Faculty of Health Sciences, The University of Sydney, Sydney, NSW, Australia.
J Physiother. 2010;56(2):73-85. doi: 10.1016/s1836-9553(10)70037-0.
QUESTION: Which interventions for non-specific neck pain are effective in reducing pain or disability? DESIGN: Systematic review with meta-analysis of randomised controlled trials. PARTICIPANTS: Adults with non-specific neck pain. INTERVENTION: All interventions for neck pain that were evaluated in trials with a placebo, minimal- or no-intervention control. OUTCOME MEASURES: Pain and disability outcomes (0-100 scale) at the conclusion of a course of treatment (short term), and in the medium (3 to 9 months) and long (> 9 months) term. RESULTS: 33 trials were identified. The interventions with significant short-term effects on pain were manipulation (MD -22, 95% CI -32 to -11), multimodal intervention (MD -21, 95% CI -34 to -7), specific exercise (MD -12, 95% CI -22 to -2), combination orphenadrine/paracetamol (MD -17, 95% CI -32 to -2), and manual therapy (MD -12, 95% CI -16 to -7). There was a significant short-term effect on disability for acupuncture (MD -8, 95% CI -13 to -2) and manual therapy (MD -6, 95% CI -11 to -2). Treatment with laser therapy resulted in better pain outcomes at medium-term follow-up but not at short-term follow-up. No other intervention demonstrated medium- or long-term effects. CONCLUSION: Some conservative interventions for neck pain are effective in the short term. Few interventions that have been investigated have shown longer term effects that are better than placebo or minimal intervention.

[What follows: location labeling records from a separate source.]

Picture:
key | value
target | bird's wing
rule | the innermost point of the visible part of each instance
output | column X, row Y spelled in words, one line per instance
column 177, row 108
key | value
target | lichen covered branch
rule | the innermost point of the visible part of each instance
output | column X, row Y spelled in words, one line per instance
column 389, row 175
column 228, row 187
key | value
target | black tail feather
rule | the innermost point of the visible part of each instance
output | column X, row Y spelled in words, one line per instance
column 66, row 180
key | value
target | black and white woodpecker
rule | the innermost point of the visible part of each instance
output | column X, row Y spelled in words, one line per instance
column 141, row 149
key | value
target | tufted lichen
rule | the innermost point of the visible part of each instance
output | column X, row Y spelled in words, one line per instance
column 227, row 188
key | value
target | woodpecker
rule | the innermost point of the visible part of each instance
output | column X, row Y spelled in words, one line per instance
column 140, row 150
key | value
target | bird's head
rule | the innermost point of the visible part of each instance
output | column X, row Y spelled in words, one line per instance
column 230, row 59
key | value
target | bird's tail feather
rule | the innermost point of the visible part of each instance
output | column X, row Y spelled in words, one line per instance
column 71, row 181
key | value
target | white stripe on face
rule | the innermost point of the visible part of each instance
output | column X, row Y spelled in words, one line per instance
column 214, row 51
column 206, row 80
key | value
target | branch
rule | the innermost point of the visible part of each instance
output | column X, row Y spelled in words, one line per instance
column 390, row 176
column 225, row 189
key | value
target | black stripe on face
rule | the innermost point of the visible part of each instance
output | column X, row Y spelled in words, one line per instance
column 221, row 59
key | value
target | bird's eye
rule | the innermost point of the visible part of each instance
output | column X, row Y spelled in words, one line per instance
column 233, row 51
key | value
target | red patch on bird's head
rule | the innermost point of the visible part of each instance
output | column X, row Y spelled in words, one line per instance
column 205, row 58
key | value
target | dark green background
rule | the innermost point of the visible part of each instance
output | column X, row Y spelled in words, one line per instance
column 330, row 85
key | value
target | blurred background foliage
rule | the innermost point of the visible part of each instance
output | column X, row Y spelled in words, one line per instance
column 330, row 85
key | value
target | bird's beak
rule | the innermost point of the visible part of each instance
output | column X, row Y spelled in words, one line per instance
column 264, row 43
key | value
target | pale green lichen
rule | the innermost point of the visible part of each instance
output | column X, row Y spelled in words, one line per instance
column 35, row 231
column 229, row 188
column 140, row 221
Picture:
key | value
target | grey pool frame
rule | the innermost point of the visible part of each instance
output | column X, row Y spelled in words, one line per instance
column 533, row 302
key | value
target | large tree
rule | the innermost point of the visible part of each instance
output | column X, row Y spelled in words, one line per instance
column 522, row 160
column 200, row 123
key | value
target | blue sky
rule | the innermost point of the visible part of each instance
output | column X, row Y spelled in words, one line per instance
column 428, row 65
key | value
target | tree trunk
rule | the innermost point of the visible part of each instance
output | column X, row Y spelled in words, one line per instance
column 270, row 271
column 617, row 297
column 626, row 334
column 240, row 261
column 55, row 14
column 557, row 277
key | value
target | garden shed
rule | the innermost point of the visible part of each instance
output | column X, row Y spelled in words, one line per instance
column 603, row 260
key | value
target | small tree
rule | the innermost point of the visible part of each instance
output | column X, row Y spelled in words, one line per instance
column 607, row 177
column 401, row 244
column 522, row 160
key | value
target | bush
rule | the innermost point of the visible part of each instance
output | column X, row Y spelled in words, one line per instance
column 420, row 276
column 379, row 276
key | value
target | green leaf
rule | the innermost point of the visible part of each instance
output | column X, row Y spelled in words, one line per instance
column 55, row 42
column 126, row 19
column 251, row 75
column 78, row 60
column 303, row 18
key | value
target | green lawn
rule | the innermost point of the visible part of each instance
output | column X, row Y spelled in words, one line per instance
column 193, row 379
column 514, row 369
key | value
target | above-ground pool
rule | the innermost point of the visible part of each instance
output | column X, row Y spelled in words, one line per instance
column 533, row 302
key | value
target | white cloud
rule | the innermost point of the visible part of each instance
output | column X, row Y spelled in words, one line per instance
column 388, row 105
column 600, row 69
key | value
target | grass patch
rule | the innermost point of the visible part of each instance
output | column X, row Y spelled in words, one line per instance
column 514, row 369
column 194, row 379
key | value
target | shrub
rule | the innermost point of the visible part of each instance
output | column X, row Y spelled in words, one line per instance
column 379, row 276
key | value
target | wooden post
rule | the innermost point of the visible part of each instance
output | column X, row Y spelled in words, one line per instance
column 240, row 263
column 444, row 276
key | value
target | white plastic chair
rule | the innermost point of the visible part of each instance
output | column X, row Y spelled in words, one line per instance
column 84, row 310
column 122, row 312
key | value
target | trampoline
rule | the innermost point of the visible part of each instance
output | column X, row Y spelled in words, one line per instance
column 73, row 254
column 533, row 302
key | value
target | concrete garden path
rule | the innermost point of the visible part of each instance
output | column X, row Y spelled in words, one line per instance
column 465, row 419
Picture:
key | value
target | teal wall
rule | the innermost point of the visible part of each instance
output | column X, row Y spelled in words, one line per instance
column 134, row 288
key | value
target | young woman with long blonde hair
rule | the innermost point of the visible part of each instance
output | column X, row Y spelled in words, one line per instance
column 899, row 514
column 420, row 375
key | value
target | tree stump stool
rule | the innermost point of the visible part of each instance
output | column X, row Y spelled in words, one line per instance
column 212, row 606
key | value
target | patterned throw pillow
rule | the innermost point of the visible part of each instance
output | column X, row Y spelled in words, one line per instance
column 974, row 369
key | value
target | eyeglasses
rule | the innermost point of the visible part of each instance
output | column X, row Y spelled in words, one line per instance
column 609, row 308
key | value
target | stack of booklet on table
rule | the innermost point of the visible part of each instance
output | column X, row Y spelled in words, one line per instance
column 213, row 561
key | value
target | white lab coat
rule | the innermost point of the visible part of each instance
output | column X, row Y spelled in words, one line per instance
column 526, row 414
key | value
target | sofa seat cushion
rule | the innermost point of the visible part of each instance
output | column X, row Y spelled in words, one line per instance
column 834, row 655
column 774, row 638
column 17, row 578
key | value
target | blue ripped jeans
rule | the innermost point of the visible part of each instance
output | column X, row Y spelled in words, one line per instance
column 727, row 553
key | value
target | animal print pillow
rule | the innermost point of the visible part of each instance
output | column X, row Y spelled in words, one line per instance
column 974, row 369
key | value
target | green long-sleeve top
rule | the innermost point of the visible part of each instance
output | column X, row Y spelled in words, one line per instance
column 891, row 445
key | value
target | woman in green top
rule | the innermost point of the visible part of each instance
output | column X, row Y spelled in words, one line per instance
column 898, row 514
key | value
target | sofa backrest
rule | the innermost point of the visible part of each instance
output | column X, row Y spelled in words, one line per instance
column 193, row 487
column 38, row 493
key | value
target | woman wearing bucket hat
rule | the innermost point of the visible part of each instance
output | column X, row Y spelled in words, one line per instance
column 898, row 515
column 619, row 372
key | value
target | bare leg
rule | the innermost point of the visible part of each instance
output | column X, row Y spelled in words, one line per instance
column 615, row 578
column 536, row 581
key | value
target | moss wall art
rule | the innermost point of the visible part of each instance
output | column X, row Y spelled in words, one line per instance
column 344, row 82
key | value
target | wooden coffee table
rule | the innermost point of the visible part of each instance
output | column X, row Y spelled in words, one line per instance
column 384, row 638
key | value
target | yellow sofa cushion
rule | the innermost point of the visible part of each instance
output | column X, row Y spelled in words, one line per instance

问题:哪些针对非特异性颈痛的干预措施能有效减轻疼痛或残疾?
设计:随机对照试验的系统评价和荟萃分析。
参与者:患有非特异性颈痛的成年人。
干预措施:所有在试验中接受安慰剂、最小或无干预对照评估的颈痛干预措施。
结局指标:治疗结束时(短期)以及中(3 至 9 个月)和长(>9 个月)期的疼痛和残疾结局(0-100 分)。
结果:确定了 33 项试验。在短期对疼痛有显著影响的干预措施包括手法治疗(MD-22,95%CI-32 至-11)、多模式干预(MD-21,95%CI-34 至-7)、特定运动(MD-12,95%CI-22 至-2)、组合扑热息痛/对乙酰氨基酚(MD-17,95%CI-32 至-2)和手法治疗(MD-12,95%CI-16 至-7)。针刺(MD-8,95%CI-13 至-2)和手法治疗(MD-6,95%CI-11 至-2)对残疾也有显著的短期影响。激光治疗在中期随访时疼痛结果更好,但在短期随访时则不然。没有其他干预措施显示出中、长期效果优于安慰剂或最小干预。
结论:一些针对颈痛的保守干预措施在短期内是有效的。已研究的少数干预措施显示出优于安慰剂或最小干预的长期效果。